Pertanyaannya adalah apakah setiap professional telah melakukan komunikasi kepada sejawat  / kolega dan atau patner kerja sebagaimana seharusnya. Tidak ada yang berani menjamin dan memastikan akan hal ini. Boleh jadi masing-masing professional cenderung berdialog hanya dengan dirinya sendiri.

Terdapat begitu banyak alasan dan kepentingan yang menjadikan komunikasi diantara para professional penyelenggara pelayanan di ICU tidak selalu dapat terlaksana secara baik.

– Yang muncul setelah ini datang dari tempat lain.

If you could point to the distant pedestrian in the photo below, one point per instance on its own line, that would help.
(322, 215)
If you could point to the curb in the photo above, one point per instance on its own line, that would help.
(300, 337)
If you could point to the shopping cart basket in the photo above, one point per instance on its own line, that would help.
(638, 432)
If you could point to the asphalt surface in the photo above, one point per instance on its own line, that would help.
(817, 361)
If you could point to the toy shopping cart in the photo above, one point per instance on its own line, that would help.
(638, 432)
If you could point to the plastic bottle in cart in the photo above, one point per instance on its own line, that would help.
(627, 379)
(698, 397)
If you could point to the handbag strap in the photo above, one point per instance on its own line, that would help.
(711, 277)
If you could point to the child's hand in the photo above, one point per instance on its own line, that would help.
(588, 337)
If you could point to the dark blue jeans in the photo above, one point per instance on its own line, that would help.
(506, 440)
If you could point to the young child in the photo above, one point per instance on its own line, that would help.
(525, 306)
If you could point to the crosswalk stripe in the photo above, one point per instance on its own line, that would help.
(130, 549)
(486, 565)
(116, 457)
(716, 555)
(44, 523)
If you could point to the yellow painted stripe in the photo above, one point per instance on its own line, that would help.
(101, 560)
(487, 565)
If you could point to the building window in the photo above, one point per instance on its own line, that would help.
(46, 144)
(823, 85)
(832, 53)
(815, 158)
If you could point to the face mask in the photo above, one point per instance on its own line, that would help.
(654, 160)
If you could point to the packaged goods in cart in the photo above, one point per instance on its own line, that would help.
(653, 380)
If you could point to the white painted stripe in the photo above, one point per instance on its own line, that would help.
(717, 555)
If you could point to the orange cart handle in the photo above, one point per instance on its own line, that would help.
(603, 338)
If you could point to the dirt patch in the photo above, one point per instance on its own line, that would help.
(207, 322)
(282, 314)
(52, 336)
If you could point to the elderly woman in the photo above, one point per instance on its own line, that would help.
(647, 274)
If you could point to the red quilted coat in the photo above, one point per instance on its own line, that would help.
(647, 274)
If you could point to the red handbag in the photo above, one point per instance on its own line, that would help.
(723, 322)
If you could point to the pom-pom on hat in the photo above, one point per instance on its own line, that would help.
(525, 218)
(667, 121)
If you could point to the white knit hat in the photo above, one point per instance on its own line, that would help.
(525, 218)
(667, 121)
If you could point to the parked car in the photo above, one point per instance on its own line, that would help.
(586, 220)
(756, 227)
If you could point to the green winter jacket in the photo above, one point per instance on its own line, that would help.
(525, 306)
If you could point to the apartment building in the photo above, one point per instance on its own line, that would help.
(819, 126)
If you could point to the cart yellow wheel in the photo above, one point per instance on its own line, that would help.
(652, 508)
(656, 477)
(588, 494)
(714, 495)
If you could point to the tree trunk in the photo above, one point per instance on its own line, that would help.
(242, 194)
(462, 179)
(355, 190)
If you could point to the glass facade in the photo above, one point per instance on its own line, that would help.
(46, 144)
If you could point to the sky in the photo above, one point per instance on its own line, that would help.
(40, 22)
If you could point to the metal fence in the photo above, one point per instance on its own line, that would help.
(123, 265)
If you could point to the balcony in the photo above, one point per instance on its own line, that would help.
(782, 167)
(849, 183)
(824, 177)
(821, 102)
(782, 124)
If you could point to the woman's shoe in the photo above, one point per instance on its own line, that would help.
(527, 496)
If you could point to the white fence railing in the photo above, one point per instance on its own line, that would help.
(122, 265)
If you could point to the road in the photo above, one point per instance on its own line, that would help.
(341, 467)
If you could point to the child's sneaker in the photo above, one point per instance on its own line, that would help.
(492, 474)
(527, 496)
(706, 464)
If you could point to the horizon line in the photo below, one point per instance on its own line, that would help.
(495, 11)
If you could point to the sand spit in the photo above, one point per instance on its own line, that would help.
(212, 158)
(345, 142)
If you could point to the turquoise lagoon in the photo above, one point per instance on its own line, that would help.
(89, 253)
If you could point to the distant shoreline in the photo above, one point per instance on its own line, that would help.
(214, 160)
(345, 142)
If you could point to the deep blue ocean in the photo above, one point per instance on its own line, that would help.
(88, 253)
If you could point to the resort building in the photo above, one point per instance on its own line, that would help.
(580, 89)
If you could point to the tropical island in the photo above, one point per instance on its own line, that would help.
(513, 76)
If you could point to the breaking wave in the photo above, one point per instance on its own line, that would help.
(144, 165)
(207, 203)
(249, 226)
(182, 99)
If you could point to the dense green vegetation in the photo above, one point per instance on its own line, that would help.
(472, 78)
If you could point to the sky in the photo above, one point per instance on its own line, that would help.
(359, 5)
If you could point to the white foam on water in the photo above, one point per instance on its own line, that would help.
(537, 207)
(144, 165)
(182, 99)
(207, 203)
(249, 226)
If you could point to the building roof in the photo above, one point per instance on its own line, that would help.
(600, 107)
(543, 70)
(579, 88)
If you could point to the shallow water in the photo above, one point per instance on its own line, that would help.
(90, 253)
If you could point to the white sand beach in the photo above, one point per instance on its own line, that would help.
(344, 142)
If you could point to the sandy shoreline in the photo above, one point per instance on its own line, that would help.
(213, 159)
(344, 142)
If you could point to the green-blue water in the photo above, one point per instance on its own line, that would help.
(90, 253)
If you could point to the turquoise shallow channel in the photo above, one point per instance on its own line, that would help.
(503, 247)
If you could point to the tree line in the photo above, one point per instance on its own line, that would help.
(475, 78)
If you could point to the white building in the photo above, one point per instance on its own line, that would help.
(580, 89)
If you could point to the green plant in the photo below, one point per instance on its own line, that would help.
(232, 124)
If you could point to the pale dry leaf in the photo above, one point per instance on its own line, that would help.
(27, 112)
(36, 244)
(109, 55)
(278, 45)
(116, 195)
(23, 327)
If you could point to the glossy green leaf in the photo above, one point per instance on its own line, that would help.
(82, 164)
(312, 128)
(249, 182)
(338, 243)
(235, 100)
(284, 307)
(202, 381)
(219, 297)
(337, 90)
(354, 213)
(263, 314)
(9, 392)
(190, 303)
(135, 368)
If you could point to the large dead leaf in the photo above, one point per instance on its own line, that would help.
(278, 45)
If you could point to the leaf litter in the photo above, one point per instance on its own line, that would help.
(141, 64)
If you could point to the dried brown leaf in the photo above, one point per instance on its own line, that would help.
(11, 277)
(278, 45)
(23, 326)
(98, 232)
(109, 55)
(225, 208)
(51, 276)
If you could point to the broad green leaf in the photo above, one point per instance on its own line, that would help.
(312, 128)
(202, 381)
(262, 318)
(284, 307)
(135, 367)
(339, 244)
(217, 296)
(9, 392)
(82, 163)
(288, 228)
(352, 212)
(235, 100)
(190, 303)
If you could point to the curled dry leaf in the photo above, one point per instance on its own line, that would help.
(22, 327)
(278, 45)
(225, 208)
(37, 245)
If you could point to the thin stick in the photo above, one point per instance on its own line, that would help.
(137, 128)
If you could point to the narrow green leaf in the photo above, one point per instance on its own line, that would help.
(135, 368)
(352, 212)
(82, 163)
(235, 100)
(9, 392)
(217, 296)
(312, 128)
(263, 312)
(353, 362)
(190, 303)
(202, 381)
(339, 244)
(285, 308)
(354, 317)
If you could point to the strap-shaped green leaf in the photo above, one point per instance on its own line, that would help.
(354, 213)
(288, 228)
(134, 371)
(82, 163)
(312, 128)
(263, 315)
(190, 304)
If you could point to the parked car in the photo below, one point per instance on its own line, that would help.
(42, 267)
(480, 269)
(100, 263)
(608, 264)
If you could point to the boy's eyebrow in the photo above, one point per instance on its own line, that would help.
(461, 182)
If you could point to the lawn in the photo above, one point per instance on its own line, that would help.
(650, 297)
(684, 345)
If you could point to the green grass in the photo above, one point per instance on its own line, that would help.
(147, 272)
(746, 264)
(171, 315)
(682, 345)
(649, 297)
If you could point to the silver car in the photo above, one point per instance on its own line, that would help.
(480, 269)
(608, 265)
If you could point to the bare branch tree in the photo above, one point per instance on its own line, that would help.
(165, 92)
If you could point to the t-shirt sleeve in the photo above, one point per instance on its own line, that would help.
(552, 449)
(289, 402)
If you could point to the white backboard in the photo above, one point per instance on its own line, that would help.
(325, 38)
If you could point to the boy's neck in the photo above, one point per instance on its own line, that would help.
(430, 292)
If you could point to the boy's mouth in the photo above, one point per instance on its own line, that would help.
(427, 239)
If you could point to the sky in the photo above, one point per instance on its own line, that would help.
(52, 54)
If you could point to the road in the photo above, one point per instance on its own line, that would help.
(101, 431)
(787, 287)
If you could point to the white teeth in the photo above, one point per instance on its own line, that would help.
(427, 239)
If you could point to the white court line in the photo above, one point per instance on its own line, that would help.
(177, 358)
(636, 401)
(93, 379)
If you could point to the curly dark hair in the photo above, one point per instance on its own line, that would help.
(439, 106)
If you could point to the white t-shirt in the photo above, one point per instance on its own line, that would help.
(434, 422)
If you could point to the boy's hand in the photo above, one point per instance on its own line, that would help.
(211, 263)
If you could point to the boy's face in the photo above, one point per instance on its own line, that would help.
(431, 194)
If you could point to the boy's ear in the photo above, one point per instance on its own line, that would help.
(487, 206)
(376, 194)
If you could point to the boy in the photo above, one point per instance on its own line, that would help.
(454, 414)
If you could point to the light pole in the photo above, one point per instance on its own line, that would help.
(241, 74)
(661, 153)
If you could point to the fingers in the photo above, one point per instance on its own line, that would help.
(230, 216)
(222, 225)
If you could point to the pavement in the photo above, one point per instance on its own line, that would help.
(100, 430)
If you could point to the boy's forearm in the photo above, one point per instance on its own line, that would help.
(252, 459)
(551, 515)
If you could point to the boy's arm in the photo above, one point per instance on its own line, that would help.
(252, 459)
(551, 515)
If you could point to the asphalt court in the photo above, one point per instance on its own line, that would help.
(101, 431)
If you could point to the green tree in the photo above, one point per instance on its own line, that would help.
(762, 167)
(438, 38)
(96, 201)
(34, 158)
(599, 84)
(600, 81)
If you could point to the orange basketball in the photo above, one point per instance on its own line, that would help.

1.      Kemampuan berkomunikasi ( Dokter, Perawat ) tidak memadai / buruk
2.      Ego dan kepentingan-kepentingan tersembunyi yang melekat pada pimpinan RS atau pelaku pelayanan   (dokter)
3.      Hubungan pribadi masing-masing personil (dokter, perawat atau petugas lain) tidak baik / tidak harmonis / tidak berkualitas
4.      Ketrampilan dan pengetahuan medis intensif / perawatan intensif yang tidak memenuhi standar
5.      Pemahaman tentang operasionalisasi pelayanan ICU oleh pimpinan RS dokter dan perawat yang cenderung berbeda-beda, tidak lengkap atau bahkan salah
6.      Mekanisme menejemen organisasi ICU yang tidak bisa berjalan sebagaimana seharusnya

Alasan-alasan tersebut bukan berarti komunikasi yang tidak standard an tidak sebagaimana mestinya kemudian boleh dimengerti. Justru penulis ingin mengatakan bahwa factor penyulit seperti tersebut diatas harus diselesaikan dengan cara yang menejerial dan sistematis. Rekayasa-rekayasa sosial perlu dilakukan oleh fihak-fihak berkepentingan (Direktur RS, Ketua Komite Medis, Kepala Instalasi, Koordinator pelayanan, Ketua Tim Medis, dokter, perawat dan lain-lain) sehingga dapat terealisasikan “budaya komunikasi“ yang baik. Penulis beranggapan bahwa terselenggarakannya komunikasi yang baik merupakan “mahkota” tingkat keberadaban budaya bagi institusi bersangkutan.